Average value of f(x,y) = xy in quarter circle x^2 + y^2 < 1 in Q1.

[VinnyCee]

Here is the problem:

Find the average value of $$f\left(x, y\right) = x\;y$$ for the quarter circle $$x^2 + y^2 \le 1$$ in the first quadrant.

Here is what I have:

Average value equation is $$\frac{1}{Area\;of\;R} \iint_{R} f\left(x, y\right) dA$$

$$f\left(x, y\right) = x\;y = \left(r\;\cos\theta\right)\left(r\;\sin\theta\right)$$

The area of one quarter of a unti circle is $$\frac{\pi}{4}$$, right?

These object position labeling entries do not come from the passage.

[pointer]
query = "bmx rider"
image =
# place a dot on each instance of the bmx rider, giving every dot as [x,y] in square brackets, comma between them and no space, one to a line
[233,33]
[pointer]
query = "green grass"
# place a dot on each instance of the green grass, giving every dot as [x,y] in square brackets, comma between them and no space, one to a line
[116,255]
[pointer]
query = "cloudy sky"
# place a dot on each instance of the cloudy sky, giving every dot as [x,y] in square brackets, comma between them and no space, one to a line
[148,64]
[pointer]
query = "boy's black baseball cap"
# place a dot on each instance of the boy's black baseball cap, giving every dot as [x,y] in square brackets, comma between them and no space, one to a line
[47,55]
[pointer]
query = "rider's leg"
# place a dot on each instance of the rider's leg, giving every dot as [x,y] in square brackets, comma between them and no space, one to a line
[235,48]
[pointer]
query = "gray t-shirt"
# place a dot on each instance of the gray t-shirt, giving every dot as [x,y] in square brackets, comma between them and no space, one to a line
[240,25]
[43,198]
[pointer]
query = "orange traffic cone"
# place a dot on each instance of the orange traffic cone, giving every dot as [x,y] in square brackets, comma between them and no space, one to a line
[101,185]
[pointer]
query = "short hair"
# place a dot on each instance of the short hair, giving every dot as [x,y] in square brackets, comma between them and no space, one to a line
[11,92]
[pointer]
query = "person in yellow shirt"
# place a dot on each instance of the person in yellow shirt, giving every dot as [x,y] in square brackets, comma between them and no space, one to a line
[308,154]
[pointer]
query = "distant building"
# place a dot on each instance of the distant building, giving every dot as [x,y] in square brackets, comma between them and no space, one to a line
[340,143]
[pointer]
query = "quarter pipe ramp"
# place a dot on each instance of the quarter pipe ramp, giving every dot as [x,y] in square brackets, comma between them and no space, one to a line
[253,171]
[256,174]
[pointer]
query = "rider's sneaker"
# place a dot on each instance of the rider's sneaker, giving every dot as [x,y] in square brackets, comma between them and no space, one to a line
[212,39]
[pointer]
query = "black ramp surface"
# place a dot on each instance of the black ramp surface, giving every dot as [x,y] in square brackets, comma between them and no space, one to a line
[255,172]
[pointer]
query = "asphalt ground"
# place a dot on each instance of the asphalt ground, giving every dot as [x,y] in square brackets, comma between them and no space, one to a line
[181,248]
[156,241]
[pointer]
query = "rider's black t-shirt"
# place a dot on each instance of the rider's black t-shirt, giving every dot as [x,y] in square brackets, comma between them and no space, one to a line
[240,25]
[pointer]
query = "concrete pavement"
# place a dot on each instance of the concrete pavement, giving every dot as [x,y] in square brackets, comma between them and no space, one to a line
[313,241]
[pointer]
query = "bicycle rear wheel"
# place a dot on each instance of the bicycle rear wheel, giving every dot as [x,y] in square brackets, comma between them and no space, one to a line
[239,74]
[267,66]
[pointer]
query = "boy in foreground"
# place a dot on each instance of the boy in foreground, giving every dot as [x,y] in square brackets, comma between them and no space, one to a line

$$Average = \frac{4}{\pi}\;\int_{0}^{\frac{\pi}{2}}\int_{0}^{1}\;\left(r\;\cos\theta\right)\left(r\;\sin\theta\right)\;r\;dr\;d\theta = \frac{1}{2\pi}$$

Is this correct?

 

[Theelectricchild]

Absolutely, and good job remembering the jacobian in polar coordinates.

 

[VinnyCee]

Thank you

Many thanks. I will probably be checking a few others before I am through.

I wonder if I should make a thread for "Check my Calculus Answers Please" and put them all in there or something? On the other hand, I think that individually posting each problem gets quicker results and is easier to search (i guess).

 

[Theelectricchild]

In order to get useful feedback and responses, it's best to title your threads appropriately--- putting something like "check my work..." generally isn't too appealing, so you're probably right--- that is, make threads that are individual for a specific problem, with the statement and reasoning placed in the first post.

You have been doing this but just so others know!